Silver’s centre of gravity has shifted east. While global spot pricing still sets the headlines, the day-to-day story is increasingly being written in Shanghai, where China’s benchmark can trade well above Western levels when physical demand tightens and buyers need metal now, not later.
Latest snapshot: global spot silver is hovering near US$97.83/oz (the reference level used for the tables), while Shanghai’s benchmark translates into a higher local price when converted into dollars, highlighting a meaningful “China premium”.
This premium matters because Shanghai is a physically anchored market. When local pricing runs hotter than London and New York, it often points to real-world buying pressure: industrial demand, inventory stress, and a willingness to pay up for reliable delivery.
How these live tables are built: the global spot line uses a latest reference spot value, and currency conversions use mid-market USD→CNY and USD→INR rates. The Shanghai line uses the published SHAG benchmark (RMB per kilogram) and converts it to RMB per troy ounce using 1 kg = 32.1507 troy ounces, then converts into USD and INR using the same FX rates. Benchmark source: Shanghai Gold Exchange silver benchmark data.
| Market | USD/oz | CNY/oz | INR/oz |
|---|---|---|---|
| Global spot (reference) | $97.83 | ¥679.92 | ₹8,995.47 |
| Shanghai benchmark (SHAG, converted) | $130.38 | ¥906.11 | ₹11,988.48 |
Rounded estimates. Shanghai conversion is based on a published benchmark around 29,132 RMB/kg and standard troy-ounce conversion.

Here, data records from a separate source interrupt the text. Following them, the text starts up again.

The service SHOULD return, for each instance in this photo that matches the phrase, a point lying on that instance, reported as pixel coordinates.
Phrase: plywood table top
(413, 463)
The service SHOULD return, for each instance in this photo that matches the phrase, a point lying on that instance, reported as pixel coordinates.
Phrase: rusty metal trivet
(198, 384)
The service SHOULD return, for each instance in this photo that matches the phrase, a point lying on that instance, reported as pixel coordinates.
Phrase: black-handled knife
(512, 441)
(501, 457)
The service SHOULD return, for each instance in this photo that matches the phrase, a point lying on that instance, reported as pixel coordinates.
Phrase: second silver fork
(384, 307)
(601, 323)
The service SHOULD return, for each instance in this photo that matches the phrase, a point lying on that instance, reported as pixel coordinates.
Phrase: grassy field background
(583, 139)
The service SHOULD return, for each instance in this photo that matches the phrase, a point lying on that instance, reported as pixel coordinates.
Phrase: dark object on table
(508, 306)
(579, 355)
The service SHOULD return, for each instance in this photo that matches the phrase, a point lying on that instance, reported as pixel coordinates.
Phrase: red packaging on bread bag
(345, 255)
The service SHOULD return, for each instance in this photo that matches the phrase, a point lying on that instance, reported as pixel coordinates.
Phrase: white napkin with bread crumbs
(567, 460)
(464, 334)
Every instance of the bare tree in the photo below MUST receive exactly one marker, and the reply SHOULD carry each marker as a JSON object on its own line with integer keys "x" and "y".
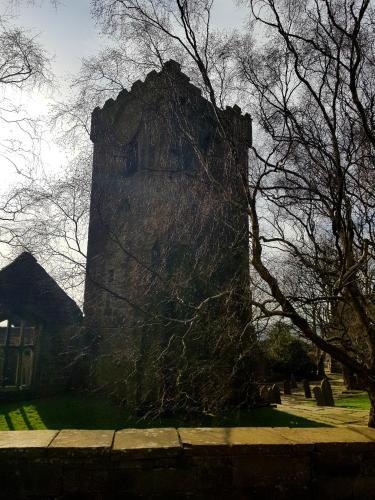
{"x": 310, "y": 197}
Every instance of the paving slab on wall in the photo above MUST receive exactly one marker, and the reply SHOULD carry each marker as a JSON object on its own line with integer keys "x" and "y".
{"x": 197, "y": 463}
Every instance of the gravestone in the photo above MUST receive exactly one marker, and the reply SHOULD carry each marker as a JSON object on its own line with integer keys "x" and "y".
{"x": 306, "y": 388}
{"x": 264, "y": 393}
{"x": 326, "y": 389}
{"x": 318, "y": 396}
{"x": 274, "y": 394}
{"x": 287, "y": 388}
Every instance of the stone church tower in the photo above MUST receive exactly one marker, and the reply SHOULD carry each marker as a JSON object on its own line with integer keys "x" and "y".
{"x": 167, "y": 266}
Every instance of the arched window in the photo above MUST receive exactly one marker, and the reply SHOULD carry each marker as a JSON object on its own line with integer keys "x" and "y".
{"x": 17, "y": 344}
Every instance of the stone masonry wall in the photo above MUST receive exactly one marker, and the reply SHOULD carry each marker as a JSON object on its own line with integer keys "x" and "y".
{"x": 196, "y": 463}
{"x": 168, "y": 231}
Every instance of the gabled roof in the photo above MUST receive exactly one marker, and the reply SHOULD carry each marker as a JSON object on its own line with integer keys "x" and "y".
{"x": 29, "y": 292}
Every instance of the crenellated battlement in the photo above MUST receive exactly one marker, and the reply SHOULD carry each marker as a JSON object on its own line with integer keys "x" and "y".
{"x": 171, "y": 84}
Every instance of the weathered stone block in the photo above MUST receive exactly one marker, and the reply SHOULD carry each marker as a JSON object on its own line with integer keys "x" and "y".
{"x": 147, "y": 443}
{"x": 81, "y": 443}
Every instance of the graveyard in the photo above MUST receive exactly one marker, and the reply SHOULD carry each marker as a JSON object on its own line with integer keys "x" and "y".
{"x": 84, "y": 412}
{"x": 187, "y": 249}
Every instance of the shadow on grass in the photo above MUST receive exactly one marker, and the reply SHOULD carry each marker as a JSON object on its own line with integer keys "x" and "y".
{"x": 69, "y": 411}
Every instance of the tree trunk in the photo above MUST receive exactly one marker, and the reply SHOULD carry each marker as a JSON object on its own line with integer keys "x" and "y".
{"x": 320, "y": 365}
{"x": 371, "y": 394}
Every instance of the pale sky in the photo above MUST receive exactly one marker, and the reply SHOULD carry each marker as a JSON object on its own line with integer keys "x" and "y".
{"x": 69, "y": 34}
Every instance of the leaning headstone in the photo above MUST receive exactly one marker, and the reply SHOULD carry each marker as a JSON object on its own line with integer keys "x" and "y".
{"x": 274, "y": 394}
{"x": 264, "y": 393}
{"x": 318, "y": 396}
{"x": 287, "y": 388}
{"x": 306, "y": 388}
{"x": 326, "y": 389}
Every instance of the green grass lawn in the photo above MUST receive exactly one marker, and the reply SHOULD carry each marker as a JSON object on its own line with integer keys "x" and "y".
{"x": 88, "y": 412}
{"x": 357, "y": 402}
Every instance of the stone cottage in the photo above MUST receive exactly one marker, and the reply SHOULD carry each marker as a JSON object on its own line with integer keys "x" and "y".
{"x": 166, "y": 305}
{"x": 37, "y": 321}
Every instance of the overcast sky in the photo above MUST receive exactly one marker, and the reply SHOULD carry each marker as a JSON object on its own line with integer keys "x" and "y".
{"x": 68, "y": 34}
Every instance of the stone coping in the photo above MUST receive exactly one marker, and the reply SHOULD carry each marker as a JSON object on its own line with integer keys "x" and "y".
{"x": 170, "y": 442}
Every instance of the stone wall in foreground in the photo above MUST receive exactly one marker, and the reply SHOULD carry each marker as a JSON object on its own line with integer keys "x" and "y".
{"x": 219, "y": 463}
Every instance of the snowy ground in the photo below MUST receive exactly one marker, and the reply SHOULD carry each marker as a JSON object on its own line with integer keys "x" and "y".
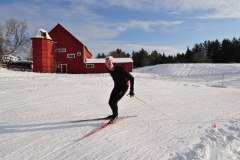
{"x": 182, "y": 102}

| Market | USD/g | CNY/g | INR/g |
|---|---|---|---|
| Global spot (reference) | $3.15 | ¥21.86 | ₹289.20 |
| Shanghai benchmark (converted) | $4.19 | ¥29.13 | ₹385.47 |
1 troy ounce = 31.1035 grams.
| Market | USD/kg | CNY/kg | INR/kg |
|---|---|---|---|
| Global spot (reference) | $3,145.31 | ¥21,857.72 | ₹289,201.12 |
| Shanghai benchmark (published) | $4,191.60 | ¥29,132.00 | ₹385,473.57 |
Shanghai benchmark is shown in RMB/kg and converted into USD and INR using mid-market FX rates.
So what’s driving Shanghai right now? When China pays a premium for silver, the simplest explanation is usually the most useful one: there’s demand that needs to be met immediately. Industrial buyers in electronics, solar supply chains, and specialised manufacturing don’t shop for headlines; they shop for delivery certainty. If near-term availability tightens, the local price can lift even if Western futures traders cool down.
Why the premium matters globally: sustained Shanghai strength can redirect physical metal flows toward Asia. That can tighten availability elsewhere, and it often forces global spot prices to adjust upward over time. If the gap stays wide, it becomes a practical signal rather than a talking point.
What to watch next: the daily swing matters less than whether Shanghai keeps holding a higher clearing price. If the benchmark stays elevated relative to global spot, it suggests physical demand is still pressing against supply. If the premium narrows sharply, it can hint at easing local tightness or a shift in risk appetite.
For readers tracking Shanghai first and foremost, the takeaway is straightforward: Shanghai isn’t just following global silver anymore. In tight conditions, it can lead, and the tables above let you see that leadership in three currencies at a glance.